I have to admit that I am still not convinced about the argument's strength to merit newly introducing @xml:lang in a future version of EAD.

Assuming that we did, a few additional thoughts:

kerstarno commented 3 years ago

Btw - just found this in the MODS user guide (https://www.loc.gov/standards/mods/userguide/attributes.html#lang):

citation starts

lang @lang indicates the language of the content of an element, using a code from ISO 639-2/b.

Example

<name type="personal">
<namePart type="given">Jack</namePart>
<namePart type="family">May</namePart>
<namePart type="termsOfAddress">I</namePart>
<description lang="eng">District Commissioner</description>
<description lang="fre">Préfet de région</description>
</name>

xml:lang @xml:lang serves the same purpose as @lang, but follows the W3C documentation that indicates using the IANA language subtag registry, which includes codes from the ISO language and script standards.

Example

<titleInfo xml:lang="fr" type="translated">
<nonSort>L'</nonSort>
<title>homme qui voulut être roi</title>
</titleInfo>

citation ends

Assuming that we do not want to use both attributes next to each other and given that we've decided to open up the options of how languages could be encoded (i.e. not only IANA, but also the three variations of ISO 639 plus other language encodings), I'd be back at using an attribute of our own rather than going back to @xml:lang.

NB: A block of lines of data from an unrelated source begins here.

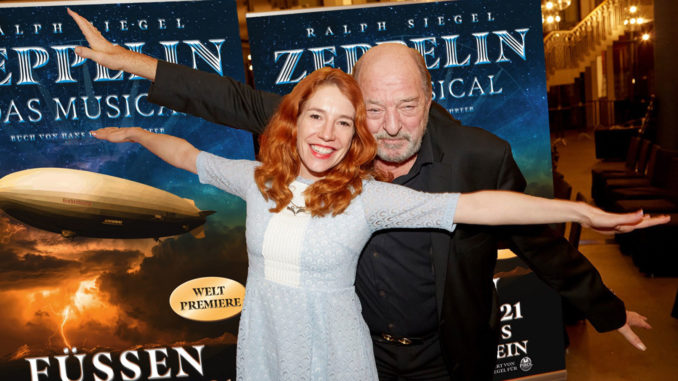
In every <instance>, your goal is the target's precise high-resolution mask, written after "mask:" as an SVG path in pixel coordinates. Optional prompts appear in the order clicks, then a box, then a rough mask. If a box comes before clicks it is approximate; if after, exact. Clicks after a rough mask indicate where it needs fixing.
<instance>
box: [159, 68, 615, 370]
mask: <svg viewBox="0 0 678 381" xmlns="http://www.w3.org/2000/svg"><path fill="white" fill-rule="evenodd" d="M280 99H281V97H280V96H279V95H276V94H271V93H266V92H262V91H257V90H254V89H252V88H251V87H249V86H247V85H243V84H241V83H239V82H237V81H235V80H233V79H231V78H228V77H219V76H217V75H214V74H208V73H203V72H198V71H195V70H192V69H190V68H186V67H183V66H179V65H173V64H169V63H166V62H159V64H158V70H157V74H156V79H155V83H153V84H152V85H151V89H150V91H149V100H150V101H151V102H154V103H157V104H160V105H163V106H166V107H169V108H172V109H174V110H177V111H181V112H186V113H189V114H192V115H196V116H199V117H201V118H204V119H206V120H209V121H213V122H216V123H221V124H225V125H228V126H231V127H235V128H238V129H243V130H247V131H251V132H255V133H260V132H262V131H263V129H264V128H265V126H266V124H267V122H268V120H269V118H270V116H271V115H272V114H273V112H274V111H275V109H276V107H277V105H278V103H279V101H280ZM497 123H501V121H497ZM424 139H427V140H428V141H429V142H430V144H431V147H432V151H433V157H434V163H433V165H432V166H431V169H430V170H431V171H432V174H433V176H430V184H429V189H427V190H428V191H430V192H471V191H476V190H481V189H505V190H516V191H522V190H523V189H524V188H525V179H524V178H523V176H522V174H521V173H520V170H519V169H518V166H517V165H516V163H515V161H514V160H513V156H512V153H511V148H510V146H509V145H508V143H506V142H505V141H503V140H501V139H499V138H498V137H496V136H495V135H493V134H491V133H489V132H487V131H485V130H483V129H480V128H474V127H467V126H463V125H461V123H459V121H457V120H455V119H454V118H453V117H452V116H451V115H450V114H449V113H447V111H446V110H445V109H444V108H442V107H441V106H440V105H438V104H436V103H433V105H432V106H431V111H430V114H429V122H428V126H427V132H426V135H425V137H424ZM498 239H502V241H504V240H505V242H506V243H507V244H508V246H509V247H510V248H512V249H513V251H514V252H515V253H516V254H518V256H520V257H521V258H522V259H523V260H524V261H525V262H526V263H527V264H528V265H529V266H530V268H532V270H533V271H534V272H535V273H536V274H537V275H538V276H539V277H540V278H541V279H542V280H543V281H545V282H546V283H547V284H548V285H549V286H551V287H552V288H554V289H555V290H557V291H558V292H559V293H560V295H562V296H563V297H565V298H566V299H567V300H568V301H569V302H571V303H572V304H573V305H574V306H576V307H578V308H579V309H580V310H581V311H582V312H584V313H585V314H586V316H587V318H588V320H589V321H590V322H591V323H592V324H593V326H594V327H595V328H596V329H597V330H598V331H601V332H602V331H609V330H613V329H616V328H619V327H621V326H622V325H623V324H624V323H625V321H626V313H625V307H624V303H623V302H622V301H621V300H620V299H619V298H617V297H616V296H615V295H614V294H613V293H612V292H611V291H610V290H609V289H607V287H605V285H604V284H603V282H602V280H601V278H600V274H599V273H598V271H597V270H596V269H595V268H594V267H593V265H592V264H591V263H590V262H589V261H588V260H587V259H586V258H585V257H584V256H583V255H582V254H581V253H579V252H578V251H577V250H576V249H574V248H573V247H572V246H570V245H569V244H568V243H567V241H566V240H565V239H564V238H563V237H560V236H557V235H556V234H554V233H553V232H552V231H551V230H550V229H548V228H547V227H545V226H532V227H516V228H506V227H502V228H496V227H495V228H491V227H484V226H471V225H459V226H458V227H457V229H456V231H455V232H454V233H453V234H450V233H446V232H434V235H433V241H432V245H433V262H434V263H433V266H434V270H435V276H436V297H437V301H438V311H439V321H440V333H441V339H442V340H441V342H442V346H443V353H444V356H445V360H446V363H447V364H448V367H449V368H450V372H451V374H452V376H453V377H452V378H453V380H472V381H478V380H490V379H492V373H493V369H494V364H495V362H496V356H497V340H498V327H499V321H498V313H497V311H498V305H497V295H496V290H495V287H494V283H493V281H492V279H493V275H494V267H495V264H496V259H497V241H498Z"/></svg>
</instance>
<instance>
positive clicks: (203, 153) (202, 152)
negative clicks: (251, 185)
mask: <svg viewBox="0 0 678 381" xmlns="http://www.w3.org/2000/svg"><path fill="white" fill-rule="evenodd" d="M258 164H259V163H258V162H256V161H252V160H231V159H226V158H223V157H221V156H216V155H212V154H211V153H208V152H204V151H203V152H200V154H198V160H197V161H196V166H197V168H198V177H199V179H200V182H201V183H203V184H210V185H214V186H215V187H217V188H219V189H221V190H223V191H226V192H228V193H231V194H233V195H236V196H238V197H240V198H242V199H245V194H246V192H247V189H248V188H249V187H250V186H251V185H252V184H253V183H254V168H255V167H256V166H257V165H258Z"/></svg>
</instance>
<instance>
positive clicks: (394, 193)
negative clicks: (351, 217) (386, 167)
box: [362, 181, 459, 231]
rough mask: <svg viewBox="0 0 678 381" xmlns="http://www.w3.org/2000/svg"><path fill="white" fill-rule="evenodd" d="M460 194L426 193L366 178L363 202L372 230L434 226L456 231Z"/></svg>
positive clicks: (401, 186)
mask: <svg viewBox="0 0 678 381" xmlns="http://www.w3.org/2000/svg"><path fill="white" fill-rule="evenodd" d="M458 199H459V194H458V193H426V192H419V191H415V190H413V189H410V188H407V187H404V186H401V185H397V184H390V183H384V182H379V181H367V182H366V183H365V186H364V187H363V193H362V201H363V207H364V210H365V218H366V219H367V223H368V225H369V226H370V228H371V229H372V230H373V231H376V230H382V229H394V228H434V229H445V230H448V231H453V230H454V228H455V226H456V225H455V224H454V211H455V209H456V207H457V200H458Z"/></svg>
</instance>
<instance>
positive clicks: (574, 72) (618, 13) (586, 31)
mask: <svg viewBox="0 0 678 381" xmlns="http://www.w3.org/2000/svg"><path fill="white" fill-rule="evenodd" d="M631 5H635V6H638V7H642V8H643V10H644V12H643V13H644V14H649V15H651V14H653V12H652V9H651V7H652V6H653V2H652V1H651V0H606V1H605V2H603V3H601V4H600V5H598V6H597V7H596V8H595V9H594V10H593V11H591V13H589V14H588V15H587V16H586V17H584V19H583V20H582V21H581V22H579V24H577V25H576V26H575V27H574V28H572V29H571V30H557V31H553V32H550V33H549V34H547V35H546V37H544V55H545V58H546V84H547V87H548V88H550V87H551V86H557V85H565V84H569V83H574V80H575V78H577V77H579V75H580V73H582V72H584V70H585V69H586V67H587V66H590V65H591V62H592V61H593V60H594V59H595V58H596V57H597V56H599V55H600V54H602V53H603V52H604V51H605V50H606V49H607V48H608V47H609V46H611V45H612V43H613V42H614V41H615V40H617V39H618V38H619V37H620V36H621V35H623V34H624V31H625V27H626V26H625V25H624V19H625V18H626V17H627V16H628V13H627V12H628V9H629V7H630V6H631Z"/></svg>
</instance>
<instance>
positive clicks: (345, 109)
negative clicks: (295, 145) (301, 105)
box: [297, 84, 355, 180]
mask: <svg viewBox="0 0 678 381" xmlns="http://www.w3.org/2000/svg"><path fill="white" fill-rule="evenodd" d="M354 119H355V108H354V107H353V104H352V103H351V101H350V100H349V99H348V98H347V97H346V96H345V95H344V94H343V93H342V92H341V91H340V90H339V88H338V87H337V86H335V85H333V84H327V85H322V86H320V87H318V88H317V89H316V91H315V93H313V95H311V97H310V98H308V100H307V101H306V102H305V103H304V105H303V106H302V108H301V112H300V113H299V117H298V118H297V151H298V152H299V158H300V159H301V166H300V170H299V175H300V176H301V177H303V178H305V179H309V180H319V179H321V178H323V177H324V176H325V175H326V173H327V171H328V170H330V169H332V168H334V167H335V166H336V165H337V164H339V163H340V162H341V161H342V160H343V159H344V156H346V153H347V152H348V150H349V148H350V147H351V142H352V141H353V135H354V133H355V127H354Z"/></svg>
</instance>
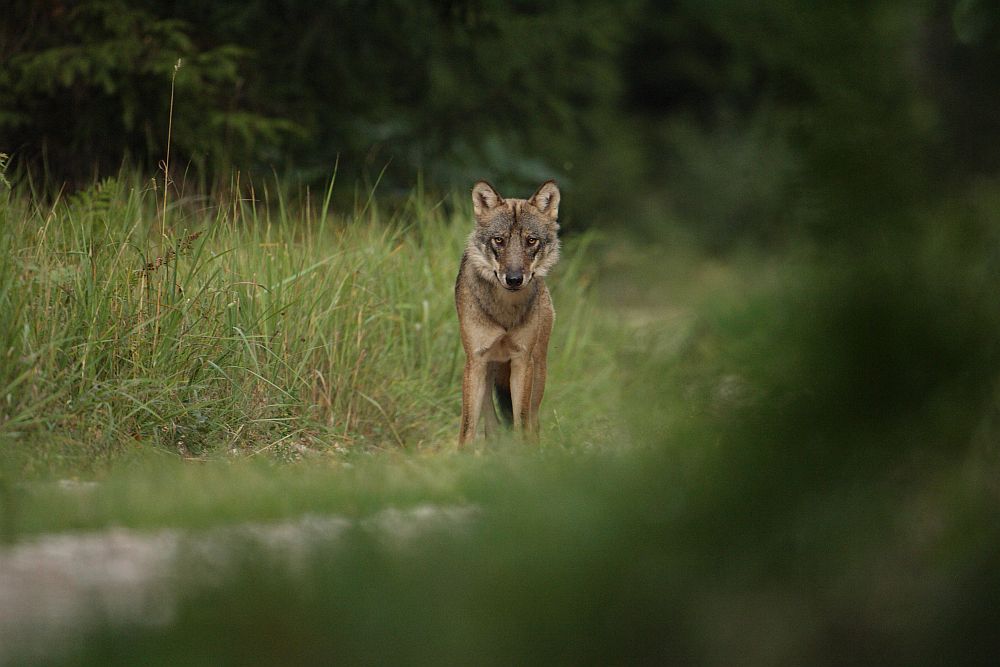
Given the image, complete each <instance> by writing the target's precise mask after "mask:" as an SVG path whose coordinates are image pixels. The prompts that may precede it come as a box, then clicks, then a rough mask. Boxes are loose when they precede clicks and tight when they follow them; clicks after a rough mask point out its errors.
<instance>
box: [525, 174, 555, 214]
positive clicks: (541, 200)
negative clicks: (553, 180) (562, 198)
mask: <svg viewBox="0 0 1000 667" xmlns="http://www.w3.org/2000/svg"><path fill="white" fill-rule="evenodd" d="M528 203H529V204H531V205H532V206H534V207H535V208H537V209H538V210H539V211H541V212H542V213H544V214H545V215H547V216H549V217H550V218H552V219H553V220H555V219H556V218H558V217H559V187H558V186H557V185H556V182H555V181H545V182H544V183H542V187H540V188H538V192H536V193H535V194H533V195H531V199H529V200H528Z"/></svg>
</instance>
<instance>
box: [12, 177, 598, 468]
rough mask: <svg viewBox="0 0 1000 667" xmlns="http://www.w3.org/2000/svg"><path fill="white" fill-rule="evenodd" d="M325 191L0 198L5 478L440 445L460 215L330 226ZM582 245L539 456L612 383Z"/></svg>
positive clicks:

fordmadox commented 3 years ago

The TEI guidelines provide a great overview here about how they encode languages: https://www.tei-c.org/release/doc/tei-p5-doc/en/html/CH.html#CHSH (which stresses the following: "For maximal compatibility with existing processes, the identifier for the language must be constructed as in Best Current Practice 47")

As time goes on, I grow more convinced that it's better to keep the "xml" namespace in EAC for id, base, lang, and adding space, since I don't really see the need for EAC/D to ignore that convention (and to make it more difficult to share data). In the two examples from MODS, the first won't work, for instance, if I want to use something like the built-in "lang" function from XPath (https://www.w3.org/TR/xpath-functions-31/#func-lang) to determine the language, whereas the second one does.

All that said, we've got languageOfElement and scriptOfElement in the development branch of EAC, which aligns it with the path taken by EAD.

kerstarno commented 3 years ago

Just as a note: "the path taken by EAD" only means not having introduced the XML namespace when defining EAD3. :-)

As for potentially going back on the decision with regard to XML namespace, this would mean:

kerstarno commented 3 years ago

Tested as part of Schema Team's schema testing:

The above applies to both schemas, RNG and XSD.

SJagodzinski commented 3 years ago

@fordmadox , @kerstarno : Please keep the lang attributes as they are: not available in <mulitpleIdentities>, <entityType> and <objectXMLWrap>

List will be completed

kerstarno commented 3 years ago

@SJagodzinski thanks for the confirmation.

With this, the attribute is ready.

@fordmadox please take note of <multipleIdentities> not having language attribution in EAC-CPF 2.0 anymore, i.e. we will need to think about a transformation strategy in this case.

SJagodzinski commented 3 years ago

Recommendation of IETF language tags needs to be discussed, also with respect to feedback from the CfC.

SJagodzinski commented 2 years ago

Asked community about use of IETF language tags in @languageOfElement (which replaces @xml:lang) in call for comments and did not receive any feedback.

EAC-CPF team meeting, 8 Aug 2021:

Agreed to recommend the use of IETF language tags in @languageOfElement, create entry in Best Practice Guide for this. EAD team will follow EAC-CPF decision.